I’m new at this kind of editing, and I spent a lot of effort trying to give viewers enough time to read all the text, but I failed somewhat in that regard. I suggest pausing the video if you need to catch up. It’s about the recently released Switch version of Pocket Card Jockey, a horse racing and breeding simulation that search-and-replaced all the fiddly HORSE RIDING parts with CARD GAME: a form of Solitaire called Golf, a.k.a. One Foundation.

Yeah, I’m new at this kind of editing. It was good practice though!

Game Freak has mostly had its legacy taken up by The House that Pikachu built, Pokèmon. Pokè this and Pokè that. But they had a history before they made their absurdly popular critter catching/fighting RPG, beginning as an obscure  Japanese fanzine from 1983, and they sometimes publish a game that has nothing to do with their monstrous progeny. The best known of these is probably the Gameboy Advance game Drill Dozer, but lately they’ve sallied forth into mobile gaming with a title called, in English, Pocket Card Jockey. It got a 3DS port beloved of the few that tried it, and now an update of that is on the Switch ($15). It seems a bit easier now, but it’s still wonderful.
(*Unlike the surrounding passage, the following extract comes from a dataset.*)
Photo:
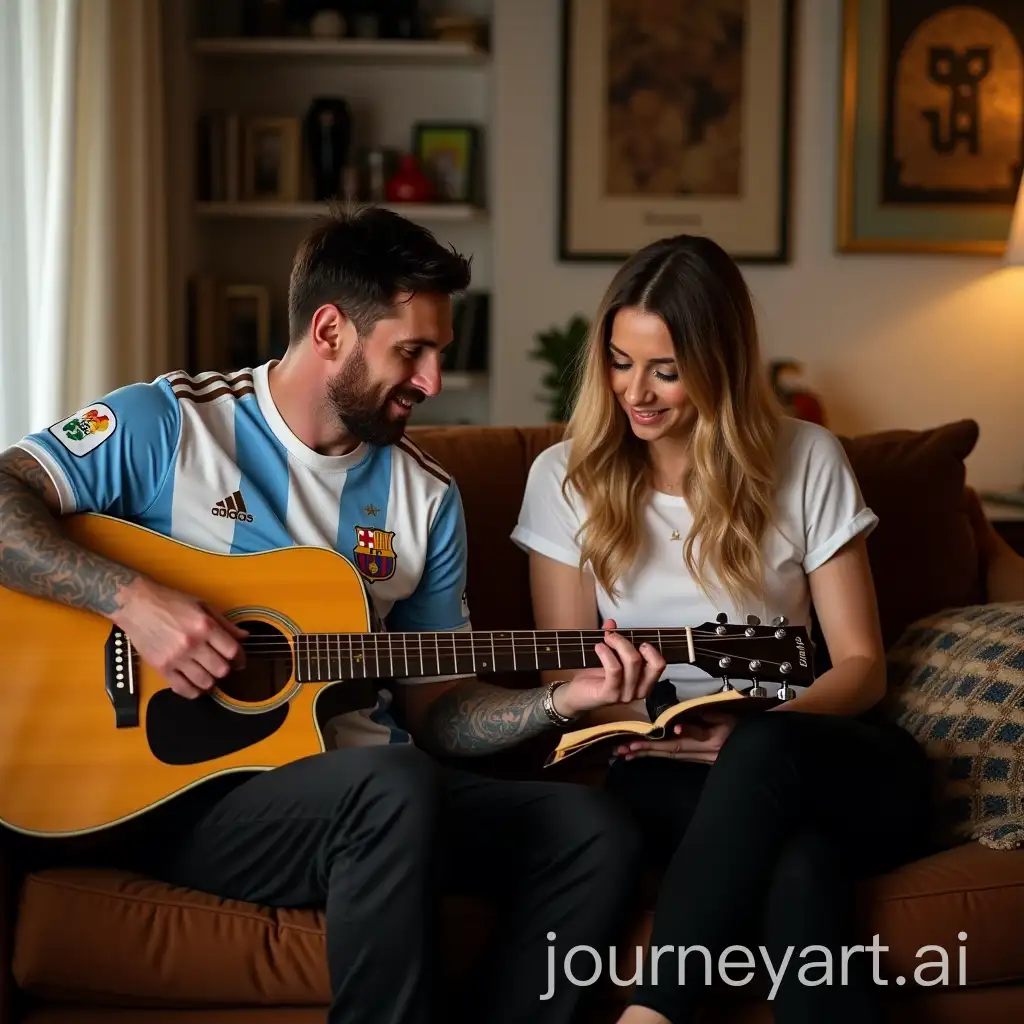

I’ve seen Pocket Card Jockey described as not complicated, and rarely do I see a take that I disagree with more. Pocket Card Jockey is very complicated, each horse has almost a dozen characteristics to be cognizant of, each race is full of tension, and success in G-I (the hardest type) of races usually comes through executing a good strategy. I’ve also seen people say that it must have been easy to make, and I disagree with that assumption too: I think it must have been terribly difficult to construct, and most of that difficulty was in design and playtesting. Games like this don’t just happen, not if they’re any good, and Pocket Card Jockey is good.

Pocket Card Jockey: Ride On has an extensive tutorial, with three whole practice races, but there’s still a lot to learn. That’s why I made this video, to try to infect you with some of my own 100-level enthusiasm for it. I know of few games that work better in practice. You should give it a try.